‘I will, with pleasure,’ said Jim. They parted, though neither was aware of it, in sight of Florry, who had come out very wretched to see whether in her perambulations about the village she could catch a glimpse of Jim, and who came up to him a few moments after he had left the curate, in a state of curious commotion which Jim found it very difficult to understand.
‘Oh, Jim,’ she cried, ‘where have you been?’—the usual phrase. But then she added, ‘Have you been somewhere with Mr. Osborne?’ in a voice that fluttered like a bird.
‘I have been to Winwick with Osborne, and we lunched with Ormerod off an excellent beef-steak,’ said the complacent Jim.
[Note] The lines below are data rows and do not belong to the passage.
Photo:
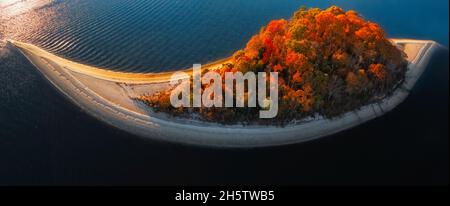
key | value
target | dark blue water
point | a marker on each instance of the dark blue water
(45, 139)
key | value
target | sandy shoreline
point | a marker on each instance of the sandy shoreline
(108, 96)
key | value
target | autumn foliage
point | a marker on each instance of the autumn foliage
(329, 62)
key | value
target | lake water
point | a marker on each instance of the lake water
(45, 139)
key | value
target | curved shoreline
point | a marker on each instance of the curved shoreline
(108, 96)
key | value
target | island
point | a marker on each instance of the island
(376, 74)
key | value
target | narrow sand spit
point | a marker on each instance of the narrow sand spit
(108, 96)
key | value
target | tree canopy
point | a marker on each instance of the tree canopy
(329, 62)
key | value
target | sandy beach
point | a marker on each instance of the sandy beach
(109, 95)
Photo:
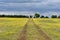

But Florence answered not a word. She put down her veil, which was unnecessary, and struggled with it a little to draw it over her face, turning away her head.
XXXV
Jim was very busy about the book-shelves that evening, taking out and putting back various books, until, at last, his movements called forth the observations of his anxious family. The Rector, who had come home moody and troubled, and who had made no inquiry into Sophocles, neither had shown the interest that was expected in Jim’s expedition to Winwick with the curate, looked up fretfully and begged his son to have a little respect for other people’s occupations if he had none of his own. Mr. Plowden was doing nothing more serious than reading the evening paper, so that the gravity of this address was a little uncalled-for; but he was put out about something, as all the family was aware.
‘What are you looking for?’ said his mother, who had boundless patience with Jim.
‘I want to take two or three things over to Osborne,’ said Jim, ‘to let him choose. I’m to read something for him at his entertainment.’
‘What?’ said the Rector, looking over the top of his paper with angry eyes.
Upon which Jim repeated his announcement a little louder and with a slight air of defiance; or, at least, the air of a man ready to be defiant, as—when there is nothing but virtue in his mind, a man feels that he has a right to be.